Anglican leader Justin Welby, as well as Christian persecution watchdog groups, have warned that U.K. government policies on granting asylum are discriminating against Christians who are avoiding entering formal refugee camps populated by Sunni Muslims amid fears of attacks by Islamic radicals.
"As countries like the U.K. debate how to deal with the refugee crisis, the Archbishop of Canterbury has said that their policy will discriminate against Christians. The policy takes those who are in camps, but many Christians fearing discriminant, violence, and intimidation have not been willing to enter formal camps that are largely populated by Sunni Muslims," International Christian Concern said in a statement shared with The Christian Post.

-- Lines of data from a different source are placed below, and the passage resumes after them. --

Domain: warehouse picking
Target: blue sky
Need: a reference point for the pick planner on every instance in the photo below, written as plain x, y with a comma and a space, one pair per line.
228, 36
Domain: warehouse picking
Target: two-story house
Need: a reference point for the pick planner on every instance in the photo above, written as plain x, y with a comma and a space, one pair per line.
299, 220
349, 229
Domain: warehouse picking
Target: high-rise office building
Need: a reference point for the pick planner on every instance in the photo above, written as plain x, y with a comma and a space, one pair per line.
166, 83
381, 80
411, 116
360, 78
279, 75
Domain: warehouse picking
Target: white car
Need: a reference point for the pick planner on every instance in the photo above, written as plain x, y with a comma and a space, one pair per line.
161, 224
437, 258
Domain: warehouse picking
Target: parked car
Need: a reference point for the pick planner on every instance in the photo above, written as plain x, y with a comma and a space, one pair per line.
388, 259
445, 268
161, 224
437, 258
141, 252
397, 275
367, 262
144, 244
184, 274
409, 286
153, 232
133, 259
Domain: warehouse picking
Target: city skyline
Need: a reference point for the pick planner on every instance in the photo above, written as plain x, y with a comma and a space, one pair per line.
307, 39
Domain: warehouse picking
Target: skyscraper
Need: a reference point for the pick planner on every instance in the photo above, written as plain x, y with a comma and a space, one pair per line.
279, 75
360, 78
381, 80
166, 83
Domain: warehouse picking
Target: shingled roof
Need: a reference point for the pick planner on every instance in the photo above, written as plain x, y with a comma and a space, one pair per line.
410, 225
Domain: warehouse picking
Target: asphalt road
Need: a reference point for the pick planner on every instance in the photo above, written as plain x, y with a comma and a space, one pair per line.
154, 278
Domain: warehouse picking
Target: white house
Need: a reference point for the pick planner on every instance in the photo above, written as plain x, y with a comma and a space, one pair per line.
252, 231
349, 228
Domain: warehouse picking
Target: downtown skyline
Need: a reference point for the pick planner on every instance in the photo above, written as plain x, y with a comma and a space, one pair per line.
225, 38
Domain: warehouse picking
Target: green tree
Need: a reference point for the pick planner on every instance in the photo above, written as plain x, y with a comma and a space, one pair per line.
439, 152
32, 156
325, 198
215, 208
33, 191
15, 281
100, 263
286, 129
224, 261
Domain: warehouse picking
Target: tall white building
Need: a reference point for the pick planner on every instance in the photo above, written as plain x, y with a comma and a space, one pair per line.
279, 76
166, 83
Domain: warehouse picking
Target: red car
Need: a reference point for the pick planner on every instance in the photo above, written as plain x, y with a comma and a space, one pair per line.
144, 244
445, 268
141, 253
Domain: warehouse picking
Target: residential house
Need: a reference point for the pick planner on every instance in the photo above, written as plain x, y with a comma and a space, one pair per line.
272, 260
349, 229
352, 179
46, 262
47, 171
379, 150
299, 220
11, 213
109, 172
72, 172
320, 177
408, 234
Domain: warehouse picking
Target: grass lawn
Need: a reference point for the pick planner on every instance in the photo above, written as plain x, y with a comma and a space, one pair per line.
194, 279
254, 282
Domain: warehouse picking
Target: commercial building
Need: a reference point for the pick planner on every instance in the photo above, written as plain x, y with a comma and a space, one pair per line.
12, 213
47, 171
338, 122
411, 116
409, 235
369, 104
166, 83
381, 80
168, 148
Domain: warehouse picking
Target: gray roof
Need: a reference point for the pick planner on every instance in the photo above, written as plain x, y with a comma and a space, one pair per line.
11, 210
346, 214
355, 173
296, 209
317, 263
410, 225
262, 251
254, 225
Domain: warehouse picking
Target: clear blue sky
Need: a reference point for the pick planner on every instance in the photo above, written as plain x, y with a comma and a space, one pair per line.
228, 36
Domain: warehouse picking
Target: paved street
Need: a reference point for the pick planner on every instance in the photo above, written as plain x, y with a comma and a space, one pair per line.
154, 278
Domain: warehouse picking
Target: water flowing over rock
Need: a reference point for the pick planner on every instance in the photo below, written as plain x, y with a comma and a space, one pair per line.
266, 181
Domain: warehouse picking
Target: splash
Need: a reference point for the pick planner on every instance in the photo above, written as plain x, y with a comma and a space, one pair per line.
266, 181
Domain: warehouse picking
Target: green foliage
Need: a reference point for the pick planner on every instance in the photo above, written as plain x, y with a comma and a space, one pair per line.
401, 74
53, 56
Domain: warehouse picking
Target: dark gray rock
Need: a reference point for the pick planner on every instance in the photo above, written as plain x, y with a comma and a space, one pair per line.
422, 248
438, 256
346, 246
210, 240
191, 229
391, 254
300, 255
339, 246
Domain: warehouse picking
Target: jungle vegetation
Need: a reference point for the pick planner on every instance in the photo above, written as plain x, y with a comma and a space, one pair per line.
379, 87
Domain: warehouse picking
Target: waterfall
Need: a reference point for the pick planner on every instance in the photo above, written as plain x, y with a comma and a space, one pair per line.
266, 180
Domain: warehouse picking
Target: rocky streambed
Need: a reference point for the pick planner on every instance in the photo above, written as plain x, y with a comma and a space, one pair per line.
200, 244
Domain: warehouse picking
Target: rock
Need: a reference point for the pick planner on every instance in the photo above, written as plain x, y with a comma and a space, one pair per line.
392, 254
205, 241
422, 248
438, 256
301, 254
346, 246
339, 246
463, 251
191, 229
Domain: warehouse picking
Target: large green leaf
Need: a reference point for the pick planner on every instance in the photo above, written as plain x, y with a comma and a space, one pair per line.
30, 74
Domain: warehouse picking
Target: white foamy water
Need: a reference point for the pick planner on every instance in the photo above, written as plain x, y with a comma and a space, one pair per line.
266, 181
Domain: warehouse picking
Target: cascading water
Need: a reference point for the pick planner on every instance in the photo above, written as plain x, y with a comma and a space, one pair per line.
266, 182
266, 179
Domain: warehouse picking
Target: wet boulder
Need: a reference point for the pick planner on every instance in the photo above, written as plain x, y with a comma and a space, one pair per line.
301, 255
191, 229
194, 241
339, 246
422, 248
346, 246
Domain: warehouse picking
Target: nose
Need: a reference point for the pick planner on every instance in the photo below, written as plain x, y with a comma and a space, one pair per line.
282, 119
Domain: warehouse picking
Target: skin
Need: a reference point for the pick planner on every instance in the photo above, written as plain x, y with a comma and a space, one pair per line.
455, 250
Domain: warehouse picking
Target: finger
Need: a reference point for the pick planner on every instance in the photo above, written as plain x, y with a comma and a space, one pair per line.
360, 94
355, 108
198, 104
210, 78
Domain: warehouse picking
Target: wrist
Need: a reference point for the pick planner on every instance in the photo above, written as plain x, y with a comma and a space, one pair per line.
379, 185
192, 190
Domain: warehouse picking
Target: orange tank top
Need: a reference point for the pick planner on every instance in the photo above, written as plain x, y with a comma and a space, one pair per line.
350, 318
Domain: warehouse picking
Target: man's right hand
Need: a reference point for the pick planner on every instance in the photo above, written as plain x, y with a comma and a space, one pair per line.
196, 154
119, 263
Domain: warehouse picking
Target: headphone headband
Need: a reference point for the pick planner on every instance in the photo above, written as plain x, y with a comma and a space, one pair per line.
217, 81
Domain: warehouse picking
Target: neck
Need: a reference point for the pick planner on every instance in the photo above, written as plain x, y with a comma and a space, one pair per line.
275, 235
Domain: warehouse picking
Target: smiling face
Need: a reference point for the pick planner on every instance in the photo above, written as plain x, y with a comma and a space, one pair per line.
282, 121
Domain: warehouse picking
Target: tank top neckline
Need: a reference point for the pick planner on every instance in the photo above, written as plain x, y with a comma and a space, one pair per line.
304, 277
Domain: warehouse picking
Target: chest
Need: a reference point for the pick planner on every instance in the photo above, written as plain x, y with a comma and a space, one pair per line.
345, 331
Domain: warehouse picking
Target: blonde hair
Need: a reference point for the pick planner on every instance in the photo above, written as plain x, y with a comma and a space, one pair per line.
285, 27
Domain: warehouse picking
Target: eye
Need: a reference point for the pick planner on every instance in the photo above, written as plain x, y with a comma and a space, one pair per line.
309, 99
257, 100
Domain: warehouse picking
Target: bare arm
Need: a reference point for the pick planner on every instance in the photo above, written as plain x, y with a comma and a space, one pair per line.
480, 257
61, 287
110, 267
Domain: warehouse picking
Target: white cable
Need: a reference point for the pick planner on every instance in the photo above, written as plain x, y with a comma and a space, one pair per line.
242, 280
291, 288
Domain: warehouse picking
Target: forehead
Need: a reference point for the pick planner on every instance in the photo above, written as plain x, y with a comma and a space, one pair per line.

The statement reflects concerns raised by Welby, who according to The Telegraph, warned British Prime Minister David Cameron last week that the refugee policy is discriminating against Christians.
Welby told the House of Lords that "within the camps there is significant intimidation and radicalization, and many, particularly of the Christian population, who have been forced to flee are unable to be in the camps."
Concerns are that Christians will not be among the 20,000 refugees coming over to the U.K. over the next five years, because they are refusing to join the formal camps.
Welby pressed: "What is the government's policy of reaching out to those who are not actually in the camps?"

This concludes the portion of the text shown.